Does this sound reasonable? Fae, are you interested in doing this?
For the record, this is on hold because no one seems interested in doing mass TIFF uploads at the moment. Whenever someone plans doing that, ping me or anyone from the Multimedia team and we can get back to this.
On 7 May 2014 02:37, Gergo Tisza gtisza@wikimedia.org wrote: ...
files on Commons is about 5 files per minute (very unscientific number, I just looked at the recent changes page), so a full-speed GWToolset run would
...
The consequent estimates appear off here. In practice, I have run 5 threads using GWT and the results were an average of 1 file per minute (i.e. 5 files every 5 minutes). These were 50MB to 110MB sized files, so waiting on the source website might add to delays.
Fae
On Wed, May 7, 2014 at 12:32 AM, Fæ faewik@gmail.com wrote:
The consequent estimates appear off here. In practice, I have run 5 threads using GWT and the results were an average of 1 file per minute (i.e. 5 files every 5 minutes). These were 50MB to 110MB sized files, so waiting on the source website might add to delays.

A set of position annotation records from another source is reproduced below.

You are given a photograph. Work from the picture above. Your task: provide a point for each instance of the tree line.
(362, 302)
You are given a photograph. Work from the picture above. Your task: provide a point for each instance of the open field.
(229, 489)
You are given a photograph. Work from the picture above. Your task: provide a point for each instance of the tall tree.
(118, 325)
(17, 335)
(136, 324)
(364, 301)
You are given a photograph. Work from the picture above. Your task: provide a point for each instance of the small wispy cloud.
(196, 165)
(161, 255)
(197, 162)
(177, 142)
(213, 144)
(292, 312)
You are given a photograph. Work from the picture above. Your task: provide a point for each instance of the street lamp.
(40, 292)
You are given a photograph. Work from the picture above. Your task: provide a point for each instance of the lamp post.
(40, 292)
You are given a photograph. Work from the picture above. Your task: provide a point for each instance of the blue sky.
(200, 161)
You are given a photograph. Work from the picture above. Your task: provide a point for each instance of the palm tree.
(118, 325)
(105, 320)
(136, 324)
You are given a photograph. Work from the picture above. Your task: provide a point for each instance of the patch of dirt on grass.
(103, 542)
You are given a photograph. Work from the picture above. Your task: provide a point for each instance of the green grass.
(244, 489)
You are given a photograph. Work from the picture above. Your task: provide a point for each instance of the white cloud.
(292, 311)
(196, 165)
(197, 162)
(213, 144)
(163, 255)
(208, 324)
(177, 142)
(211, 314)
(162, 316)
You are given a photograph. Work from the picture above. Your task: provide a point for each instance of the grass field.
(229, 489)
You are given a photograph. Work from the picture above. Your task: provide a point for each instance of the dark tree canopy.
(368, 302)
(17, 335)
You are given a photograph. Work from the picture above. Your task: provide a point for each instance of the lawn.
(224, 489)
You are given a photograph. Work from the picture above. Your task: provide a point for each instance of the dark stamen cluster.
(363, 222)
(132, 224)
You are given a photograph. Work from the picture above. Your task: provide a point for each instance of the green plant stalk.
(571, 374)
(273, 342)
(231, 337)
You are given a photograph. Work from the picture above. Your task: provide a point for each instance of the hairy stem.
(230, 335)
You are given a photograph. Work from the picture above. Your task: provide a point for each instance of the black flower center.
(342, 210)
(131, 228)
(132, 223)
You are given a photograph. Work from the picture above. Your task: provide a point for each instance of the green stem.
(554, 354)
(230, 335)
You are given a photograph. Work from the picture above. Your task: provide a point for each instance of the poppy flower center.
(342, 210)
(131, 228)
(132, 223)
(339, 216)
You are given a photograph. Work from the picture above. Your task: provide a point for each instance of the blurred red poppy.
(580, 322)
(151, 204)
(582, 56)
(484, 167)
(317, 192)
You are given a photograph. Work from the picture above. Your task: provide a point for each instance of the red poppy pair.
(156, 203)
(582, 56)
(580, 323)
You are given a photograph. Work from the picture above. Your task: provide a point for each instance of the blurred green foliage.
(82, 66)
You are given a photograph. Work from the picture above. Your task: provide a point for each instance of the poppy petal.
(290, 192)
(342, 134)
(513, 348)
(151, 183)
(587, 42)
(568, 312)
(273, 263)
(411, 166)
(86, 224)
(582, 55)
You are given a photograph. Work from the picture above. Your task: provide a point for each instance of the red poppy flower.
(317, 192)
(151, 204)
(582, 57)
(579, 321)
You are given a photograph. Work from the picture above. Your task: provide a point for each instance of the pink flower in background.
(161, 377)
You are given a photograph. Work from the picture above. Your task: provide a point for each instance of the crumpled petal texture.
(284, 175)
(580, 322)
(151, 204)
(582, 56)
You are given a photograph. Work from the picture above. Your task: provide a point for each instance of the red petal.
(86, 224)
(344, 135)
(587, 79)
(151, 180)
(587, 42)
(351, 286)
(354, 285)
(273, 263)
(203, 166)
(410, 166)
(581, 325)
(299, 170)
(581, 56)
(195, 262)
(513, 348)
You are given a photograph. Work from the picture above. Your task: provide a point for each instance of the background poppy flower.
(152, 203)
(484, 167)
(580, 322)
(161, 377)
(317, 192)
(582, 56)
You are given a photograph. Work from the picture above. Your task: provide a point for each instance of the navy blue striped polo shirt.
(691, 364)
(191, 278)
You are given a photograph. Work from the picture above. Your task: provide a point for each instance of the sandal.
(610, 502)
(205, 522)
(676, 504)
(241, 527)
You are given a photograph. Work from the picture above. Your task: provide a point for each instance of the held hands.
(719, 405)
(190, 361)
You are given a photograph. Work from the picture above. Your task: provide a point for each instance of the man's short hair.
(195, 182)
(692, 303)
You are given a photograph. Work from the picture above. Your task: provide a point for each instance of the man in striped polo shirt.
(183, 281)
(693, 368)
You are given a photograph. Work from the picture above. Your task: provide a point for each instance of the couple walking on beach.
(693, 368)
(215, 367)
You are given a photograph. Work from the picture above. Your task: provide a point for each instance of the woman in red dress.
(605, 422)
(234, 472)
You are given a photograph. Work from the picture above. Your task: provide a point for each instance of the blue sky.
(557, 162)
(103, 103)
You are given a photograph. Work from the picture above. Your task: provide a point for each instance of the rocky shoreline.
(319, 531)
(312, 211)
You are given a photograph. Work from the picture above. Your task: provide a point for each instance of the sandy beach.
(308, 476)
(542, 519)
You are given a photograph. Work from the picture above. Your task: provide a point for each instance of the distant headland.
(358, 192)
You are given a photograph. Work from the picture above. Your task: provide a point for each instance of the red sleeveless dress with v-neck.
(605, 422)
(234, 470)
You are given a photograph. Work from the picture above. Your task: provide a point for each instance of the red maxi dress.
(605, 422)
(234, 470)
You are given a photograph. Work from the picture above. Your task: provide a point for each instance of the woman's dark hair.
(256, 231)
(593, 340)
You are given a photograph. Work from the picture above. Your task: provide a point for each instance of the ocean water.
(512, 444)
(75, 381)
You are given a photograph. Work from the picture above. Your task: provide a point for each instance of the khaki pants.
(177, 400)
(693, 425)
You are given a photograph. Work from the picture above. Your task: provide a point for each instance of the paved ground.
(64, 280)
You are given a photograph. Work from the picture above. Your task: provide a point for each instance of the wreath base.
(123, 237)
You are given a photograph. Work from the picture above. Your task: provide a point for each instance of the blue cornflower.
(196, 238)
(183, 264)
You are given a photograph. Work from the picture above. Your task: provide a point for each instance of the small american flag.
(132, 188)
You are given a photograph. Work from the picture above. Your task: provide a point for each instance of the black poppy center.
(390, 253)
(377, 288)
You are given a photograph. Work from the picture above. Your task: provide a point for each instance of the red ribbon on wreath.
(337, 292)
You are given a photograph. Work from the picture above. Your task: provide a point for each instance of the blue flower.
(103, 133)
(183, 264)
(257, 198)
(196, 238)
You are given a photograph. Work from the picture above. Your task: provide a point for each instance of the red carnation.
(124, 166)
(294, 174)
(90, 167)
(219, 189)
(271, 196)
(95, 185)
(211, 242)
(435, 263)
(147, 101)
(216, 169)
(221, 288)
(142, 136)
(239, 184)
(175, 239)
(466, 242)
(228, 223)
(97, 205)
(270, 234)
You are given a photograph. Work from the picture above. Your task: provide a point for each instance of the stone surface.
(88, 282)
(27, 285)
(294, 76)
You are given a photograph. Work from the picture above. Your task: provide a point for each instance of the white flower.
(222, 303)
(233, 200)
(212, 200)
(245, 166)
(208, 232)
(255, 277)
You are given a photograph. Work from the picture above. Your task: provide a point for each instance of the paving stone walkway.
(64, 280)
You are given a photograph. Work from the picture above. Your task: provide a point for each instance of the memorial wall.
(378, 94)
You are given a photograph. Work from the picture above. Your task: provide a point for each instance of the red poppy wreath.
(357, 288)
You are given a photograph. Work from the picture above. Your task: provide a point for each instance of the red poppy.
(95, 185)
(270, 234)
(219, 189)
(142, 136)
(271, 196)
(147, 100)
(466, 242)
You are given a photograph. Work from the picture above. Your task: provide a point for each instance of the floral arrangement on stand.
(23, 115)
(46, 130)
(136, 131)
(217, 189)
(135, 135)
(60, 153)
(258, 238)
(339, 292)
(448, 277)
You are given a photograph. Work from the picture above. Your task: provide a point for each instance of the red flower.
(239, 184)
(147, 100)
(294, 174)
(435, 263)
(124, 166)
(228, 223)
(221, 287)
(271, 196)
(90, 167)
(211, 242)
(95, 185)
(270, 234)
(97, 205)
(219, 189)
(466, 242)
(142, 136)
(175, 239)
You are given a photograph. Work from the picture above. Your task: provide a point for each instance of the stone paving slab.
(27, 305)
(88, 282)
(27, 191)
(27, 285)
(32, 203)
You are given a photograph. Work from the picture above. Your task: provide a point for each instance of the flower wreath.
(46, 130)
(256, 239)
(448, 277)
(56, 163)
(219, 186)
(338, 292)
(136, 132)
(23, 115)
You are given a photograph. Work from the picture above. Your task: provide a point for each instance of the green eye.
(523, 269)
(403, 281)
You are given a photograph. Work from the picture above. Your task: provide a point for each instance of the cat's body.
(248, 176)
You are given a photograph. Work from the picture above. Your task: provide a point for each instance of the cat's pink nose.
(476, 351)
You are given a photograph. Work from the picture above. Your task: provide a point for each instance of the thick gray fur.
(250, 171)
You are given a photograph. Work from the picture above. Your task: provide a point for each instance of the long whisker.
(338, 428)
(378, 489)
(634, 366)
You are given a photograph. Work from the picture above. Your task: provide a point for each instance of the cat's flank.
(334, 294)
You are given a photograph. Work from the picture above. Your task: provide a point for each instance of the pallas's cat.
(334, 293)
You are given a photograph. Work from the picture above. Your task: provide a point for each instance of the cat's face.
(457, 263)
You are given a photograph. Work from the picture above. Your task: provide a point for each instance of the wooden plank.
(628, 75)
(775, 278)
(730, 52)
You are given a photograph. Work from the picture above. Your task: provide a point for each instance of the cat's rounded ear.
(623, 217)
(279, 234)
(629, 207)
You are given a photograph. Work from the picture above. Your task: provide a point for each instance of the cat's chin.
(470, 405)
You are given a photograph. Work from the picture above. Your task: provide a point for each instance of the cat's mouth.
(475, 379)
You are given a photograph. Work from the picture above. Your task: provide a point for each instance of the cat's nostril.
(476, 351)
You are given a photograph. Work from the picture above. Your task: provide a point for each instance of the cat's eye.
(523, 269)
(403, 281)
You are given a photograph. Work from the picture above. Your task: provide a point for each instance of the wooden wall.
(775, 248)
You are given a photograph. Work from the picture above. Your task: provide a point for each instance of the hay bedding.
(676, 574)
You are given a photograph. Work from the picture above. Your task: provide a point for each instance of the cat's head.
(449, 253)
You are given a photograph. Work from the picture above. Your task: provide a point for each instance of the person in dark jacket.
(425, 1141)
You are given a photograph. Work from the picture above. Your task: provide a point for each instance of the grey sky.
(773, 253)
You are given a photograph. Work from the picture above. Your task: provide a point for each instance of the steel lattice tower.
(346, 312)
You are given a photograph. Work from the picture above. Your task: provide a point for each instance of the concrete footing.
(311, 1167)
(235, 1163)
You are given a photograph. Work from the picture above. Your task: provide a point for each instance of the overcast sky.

In theory it shouldn't: the scheduling and the uploads are done by two different jobs. The scheduler job reschedules itself for 1 minute later as soon as it started, then adds (# of threads) new upload jobs. Those jobs taking long does not delay the scheduler at all. Of course, just because a job schedules itself to run in a minute, there is no guarantee it is actually picked in that timeframe, so this might just depend on how congested the job queue is. We'll have to try and see.